Wenn der geliebte Bruder, den sein Freiheitsdrang kurz nach dem Mauerbau mit falschem Pass in den Westen trieb, zur verabredeten Stunde auf dem Westberliner Ausguck dicht an der Eberswalder Straße in Ostberlin stand, hat sie manchmal nicht mitgehen können. Selber hat sie nie in den Westen gewollt, „mir ging es hier doch gut“, sagt sie. Und räumt zugleich ein, das es Menschen gab, die Gründe hatten, sich unfrei zu fühlen in der DDR. Am Theater, wo man freier diskutieren konnte, hat sie diesen Druck weniger gespürt.
Ursula Werner muss sich keine Biografie basteln, sie hat eine. Und bekennt sich dazu. Ehrlich, und keine Spur borniert.
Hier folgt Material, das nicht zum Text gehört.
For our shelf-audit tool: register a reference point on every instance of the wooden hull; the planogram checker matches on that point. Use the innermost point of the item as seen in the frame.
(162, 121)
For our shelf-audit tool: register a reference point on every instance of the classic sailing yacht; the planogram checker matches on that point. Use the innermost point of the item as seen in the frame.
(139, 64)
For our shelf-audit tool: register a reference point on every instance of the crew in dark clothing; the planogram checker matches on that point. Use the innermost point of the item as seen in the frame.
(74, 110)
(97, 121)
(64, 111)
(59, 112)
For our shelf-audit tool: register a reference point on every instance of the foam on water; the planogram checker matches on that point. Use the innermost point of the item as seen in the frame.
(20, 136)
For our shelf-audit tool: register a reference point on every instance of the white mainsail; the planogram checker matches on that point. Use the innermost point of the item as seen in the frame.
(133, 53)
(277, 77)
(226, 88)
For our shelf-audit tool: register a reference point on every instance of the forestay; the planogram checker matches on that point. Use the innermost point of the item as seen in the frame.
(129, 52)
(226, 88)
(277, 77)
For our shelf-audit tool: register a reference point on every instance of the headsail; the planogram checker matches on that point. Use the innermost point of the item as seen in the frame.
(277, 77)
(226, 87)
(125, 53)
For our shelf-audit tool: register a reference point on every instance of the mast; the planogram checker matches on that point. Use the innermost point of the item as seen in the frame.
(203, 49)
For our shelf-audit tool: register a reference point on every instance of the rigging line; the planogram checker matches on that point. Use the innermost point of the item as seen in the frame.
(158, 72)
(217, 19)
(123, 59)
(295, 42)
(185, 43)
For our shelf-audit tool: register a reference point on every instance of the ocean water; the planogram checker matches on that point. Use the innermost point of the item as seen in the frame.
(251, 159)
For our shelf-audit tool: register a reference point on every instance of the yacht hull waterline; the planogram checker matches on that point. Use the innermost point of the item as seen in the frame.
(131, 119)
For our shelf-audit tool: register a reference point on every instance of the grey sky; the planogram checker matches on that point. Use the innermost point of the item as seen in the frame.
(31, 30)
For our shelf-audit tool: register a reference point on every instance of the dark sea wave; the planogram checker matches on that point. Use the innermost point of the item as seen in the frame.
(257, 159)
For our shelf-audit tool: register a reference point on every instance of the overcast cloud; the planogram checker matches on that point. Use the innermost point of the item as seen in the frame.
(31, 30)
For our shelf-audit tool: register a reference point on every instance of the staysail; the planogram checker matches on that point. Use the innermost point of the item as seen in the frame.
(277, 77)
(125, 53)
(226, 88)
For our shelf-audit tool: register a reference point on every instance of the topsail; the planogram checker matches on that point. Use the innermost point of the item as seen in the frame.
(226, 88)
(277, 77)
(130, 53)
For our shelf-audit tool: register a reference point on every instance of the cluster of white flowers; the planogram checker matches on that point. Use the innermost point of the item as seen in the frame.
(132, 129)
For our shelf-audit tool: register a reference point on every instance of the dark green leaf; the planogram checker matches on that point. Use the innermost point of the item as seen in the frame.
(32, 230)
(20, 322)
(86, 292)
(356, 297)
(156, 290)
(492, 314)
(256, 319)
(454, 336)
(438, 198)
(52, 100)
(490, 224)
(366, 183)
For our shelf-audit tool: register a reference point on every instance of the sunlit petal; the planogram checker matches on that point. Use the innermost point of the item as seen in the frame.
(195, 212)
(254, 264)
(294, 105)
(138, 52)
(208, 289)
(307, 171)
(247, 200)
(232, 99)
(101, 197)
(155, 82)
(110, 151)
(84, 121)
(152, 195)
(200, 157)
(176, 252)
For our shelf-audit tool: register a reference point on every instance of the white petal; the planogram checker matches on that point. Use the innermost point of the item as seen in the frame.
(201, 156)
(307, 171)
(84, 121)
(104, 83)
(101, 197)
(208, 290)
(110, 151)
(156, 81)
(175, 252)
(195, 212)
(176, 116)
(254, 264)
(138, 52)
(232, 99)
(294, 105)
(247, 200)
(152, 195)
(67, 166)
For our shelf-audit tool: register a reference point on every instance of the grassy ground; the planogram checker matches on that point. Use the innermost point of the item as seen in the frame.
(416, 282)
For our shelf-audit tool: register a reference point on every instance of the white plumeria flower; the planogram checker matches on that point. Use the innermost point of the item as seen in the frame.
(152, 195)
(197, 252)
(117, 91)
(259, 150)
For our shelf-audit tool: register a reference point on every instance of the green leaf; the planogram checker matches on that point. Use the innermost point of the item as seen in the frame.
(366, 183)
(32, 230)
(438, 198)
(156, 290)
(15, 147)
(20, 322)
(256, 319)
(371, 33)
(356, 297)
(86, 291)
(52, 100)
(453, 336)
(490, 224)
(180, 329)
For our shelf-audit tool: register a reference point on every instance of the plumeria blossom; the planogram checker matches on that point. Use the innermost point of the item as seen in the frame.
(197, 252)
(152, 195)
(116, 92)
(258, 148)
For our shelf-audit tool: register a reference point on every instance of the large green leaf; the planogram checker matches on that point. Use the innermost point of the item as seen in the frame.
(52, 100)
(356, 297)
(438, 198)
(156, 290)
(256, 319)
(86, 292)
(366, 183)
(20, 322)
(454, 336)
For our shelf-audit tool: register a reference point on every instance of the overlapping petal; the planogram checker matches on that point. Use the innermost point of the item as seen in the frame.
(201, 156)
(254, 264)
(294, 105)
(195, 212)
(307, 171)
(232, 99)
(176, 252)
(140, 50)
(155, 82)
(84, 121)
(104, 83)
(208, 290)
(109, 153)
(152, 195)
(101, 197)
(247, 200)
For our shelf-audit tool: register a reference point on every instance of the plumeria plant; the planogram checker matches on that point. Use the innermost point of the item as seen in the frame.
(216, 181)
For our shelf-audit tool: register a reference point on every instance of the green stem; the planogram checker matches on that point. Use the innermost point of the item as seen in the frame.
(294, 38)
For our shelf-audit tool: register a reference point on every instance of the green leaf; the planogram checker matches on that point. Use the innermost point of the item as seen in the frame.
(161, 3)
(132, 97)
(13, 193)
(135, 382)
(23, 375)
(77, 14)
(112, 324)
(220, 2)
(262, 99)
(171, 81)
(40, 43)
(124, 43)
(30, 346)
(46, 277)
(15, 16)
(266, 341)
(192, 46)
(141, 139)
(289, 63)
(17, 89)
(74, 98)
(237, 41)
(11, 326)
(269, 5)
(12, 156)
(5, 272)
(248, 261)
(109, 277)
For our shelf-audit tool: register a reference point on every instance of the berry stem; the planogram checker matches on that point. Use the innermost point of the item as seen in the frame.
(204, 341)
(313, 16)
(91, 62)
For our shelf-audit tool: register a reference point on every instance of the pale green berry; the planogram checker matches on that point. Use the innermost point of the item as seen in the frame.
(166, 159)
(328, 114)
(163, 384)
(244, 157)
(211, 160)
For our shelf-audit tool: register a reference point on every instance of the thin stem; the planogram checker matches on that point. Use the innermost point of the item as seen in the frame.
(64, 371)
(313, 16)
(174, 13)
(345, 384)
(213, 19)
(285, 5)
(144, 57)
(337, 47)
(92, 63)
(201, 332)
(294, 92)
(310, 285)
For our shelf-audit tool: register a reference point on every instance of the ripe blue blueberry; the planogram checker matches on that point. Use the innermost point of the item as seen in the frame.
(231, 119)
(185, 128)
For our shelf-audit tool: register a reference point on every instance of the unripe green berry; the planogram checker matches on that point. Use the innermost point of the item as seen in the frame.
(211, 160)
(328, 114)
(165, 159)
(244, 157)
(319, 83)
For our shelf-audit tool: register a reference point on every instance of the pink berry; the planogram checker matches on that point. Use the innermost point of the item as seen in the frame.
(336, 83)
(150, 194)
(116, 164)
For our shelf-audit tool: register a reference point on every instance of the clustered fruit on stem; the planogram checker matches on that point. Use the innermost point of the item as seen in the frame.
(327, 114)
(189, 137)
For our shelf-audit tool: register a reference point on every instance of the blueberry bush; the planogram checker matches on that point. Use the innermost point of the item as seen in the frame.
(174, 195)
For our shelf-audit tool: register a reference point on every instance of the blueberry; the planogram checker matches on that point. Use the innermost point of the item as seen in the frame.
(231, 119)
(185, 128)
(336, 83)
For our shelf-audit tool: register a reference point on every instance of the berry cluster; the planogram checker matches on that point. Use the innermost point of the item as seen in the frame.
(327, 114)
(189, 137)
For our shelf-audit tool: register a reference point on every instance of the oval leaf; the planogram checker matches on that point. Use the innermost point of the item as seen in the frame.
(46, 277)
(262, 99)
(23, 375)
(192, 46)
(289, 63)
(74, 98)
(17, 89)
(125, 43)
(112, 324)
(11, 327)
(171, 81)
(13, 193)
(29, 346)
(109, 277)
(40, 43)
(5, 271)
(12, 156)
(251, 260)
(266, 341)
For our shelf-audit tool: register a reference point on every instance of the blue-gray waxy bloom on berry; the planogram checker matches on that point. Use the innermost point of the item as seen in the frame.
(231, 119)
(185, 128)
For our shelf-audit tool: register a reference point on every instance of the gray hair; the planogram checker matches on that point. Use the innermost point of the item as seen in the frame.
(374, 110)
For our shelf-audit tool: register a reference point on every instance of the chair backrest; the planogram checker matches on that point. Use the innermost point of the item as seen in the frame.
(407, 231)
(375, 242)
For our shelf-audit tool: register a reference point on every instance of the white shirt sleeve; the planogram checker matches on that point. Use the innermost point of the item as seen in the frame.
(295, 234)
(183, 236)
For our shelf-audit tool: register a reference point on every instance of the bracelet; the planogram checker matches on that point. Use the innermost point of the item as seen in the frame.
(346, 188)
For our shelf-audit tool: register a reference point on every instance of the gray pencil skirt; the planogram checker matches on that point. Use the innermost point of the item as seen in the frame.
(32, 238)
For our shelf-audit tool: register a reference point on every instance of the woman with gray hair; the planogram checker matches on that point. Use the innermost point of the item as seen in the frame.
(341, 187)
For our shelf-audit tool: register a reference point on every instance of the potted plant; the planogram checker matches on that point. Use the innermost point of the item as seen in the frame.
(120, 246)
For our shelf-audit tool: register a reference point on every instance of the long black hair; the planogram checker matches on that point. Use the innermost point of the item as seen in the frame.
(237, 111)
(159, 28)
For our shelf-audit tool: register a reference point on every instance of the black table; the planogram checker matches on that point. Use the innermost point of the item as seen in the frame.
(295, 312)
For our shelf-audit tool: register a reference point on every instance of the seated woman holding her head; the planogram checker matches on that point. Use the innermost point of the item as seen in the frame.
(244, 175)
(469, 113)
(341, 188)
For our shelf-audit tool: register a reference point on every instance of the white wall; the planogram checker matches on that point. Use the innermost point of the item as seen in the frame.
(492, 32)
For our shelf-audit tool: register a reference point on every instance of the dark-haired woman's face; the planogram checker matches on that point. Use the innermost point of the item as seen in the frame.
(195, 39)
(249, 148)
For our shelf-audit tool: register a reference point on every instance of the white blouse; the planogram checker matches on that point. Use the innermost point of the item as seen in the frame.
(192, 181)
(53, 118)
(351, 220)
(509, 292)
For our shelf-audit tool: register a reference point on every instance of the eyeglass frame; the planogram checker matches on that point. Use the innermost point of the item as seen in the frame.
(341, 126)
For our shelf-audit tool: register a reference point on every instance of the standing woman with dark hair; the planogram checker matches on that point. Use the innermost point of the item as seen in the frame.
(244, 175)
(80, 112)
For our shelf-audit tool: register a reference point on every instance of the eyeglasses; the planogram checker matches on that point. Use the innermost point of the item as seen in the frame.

Die Westberliner, sagt sie anerkennend, hätten es eigentlich schwerer gehabt „auf ihrer Insel“. Denn „die wussten ja nie, ob sie nicht doch mal noch überrollt werden“. So, wie man das heutzutage in der Ukraine nicht weiß, meint sie.
Der russische Präsident Wladimir Putin ist ihr nicht eben besonders nahe, schon wegen seines Kreuzzugs gegen die Schwulen. Und wegen seines Macho-Gehabes. Aber dass der Westen den Russen mit der Nato derart auf die Pelle gerückt ist, findet sie auch nicht gut. Dann lächelt sie, zuckt mit den Schultern und sagt, bevor wir noch in Versuchung geraten könnten, die Welträtsel zu lösen, den großartigen Satz: „Wenn man nicht allet allene macht...“.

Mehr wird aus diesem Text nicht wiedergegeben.